What if more than one person with the same birth date wants to open an account with the bank?
Because of such potential pitfalls, a frequently used option is to create a unique candidate key. In this case, the bank’s database can issue unique account numbers that are guaranteed to prevent the problem just highlighted. For good measure, these account numbers can have some built-in logic.
For example checking accounts can begin with a "C," followed by the year and month of creation, and within that month, a sequential number. So, Andrew Smith’s checking account can now be C-200805-22.
Even without referring elsewhere, a teller can identify that this was the 22nd checking account created in May 2008. Savings accounts follow the same logic, but with an "S" instead of "C."
So if a database table has two or more unique identifiers, the database administrator or engineer will choose one of those to be the primary key.
Super Keys and Candidate Keys
The use of super keys and candidate keys is more complicated.
Essentially, a super key is composed of a set of attributes (and by proxy, often a set of table columns) that identify a unique record.
The candidate key also identifies a unique record, but is composed of one individual field or column
You will often see the candidate key referred to as a “minimal” of a super key.
For example, consider a manufacturing facility with two terminals, where only one product can be built at a given terminal at a particular time.
As the database logs the creation of products on a table, referencing time and terminal, the super key, the combination of time and terminal, will be unique for each individual record. However, the individual columns time and terminal will have redundancies.

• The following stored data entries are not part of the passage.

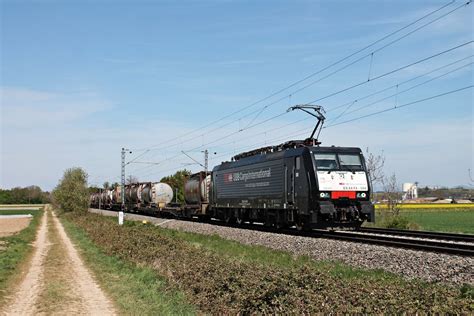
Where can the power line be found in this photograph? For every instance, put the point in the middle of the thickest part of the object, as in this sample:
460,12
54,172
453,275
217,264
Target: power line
340,69
392,71
401,106
406,90
398,84
380,76
340,91
314,73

If the database engineer attaches a candidate key to the table composed of arbitrary alphanumerical input, that candidate key will do the same thing that the time and terminal super key attribute combination does, with just one column.
With all of this in mind, the use of a candidate key can determine how records are accessed and how the subjects of those records are identified.

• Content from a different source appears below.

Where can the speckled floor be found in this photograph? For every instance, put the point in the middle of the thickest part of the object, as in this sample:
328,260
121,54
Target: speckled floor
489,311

Like other kinds of database contents, candidate keys can be handled with hash encryption in order to increase cybersecurity. Hashing involves taking an original string field and making it into a shorter string in order to abstract it and hide it from view to limit unauthorized access.
Engineers have to evaluate the possibility of hash collisions and other limiting factors in how to hash this data — how to substitute a shorter string for a given data set in order to make the contents of the database table less accessible to hackers.
The idea of hashing can be effective in these traditional relational database designs. Meanwhile, the candidate key acts as a unique identifier and a main focus of SQL and other queries.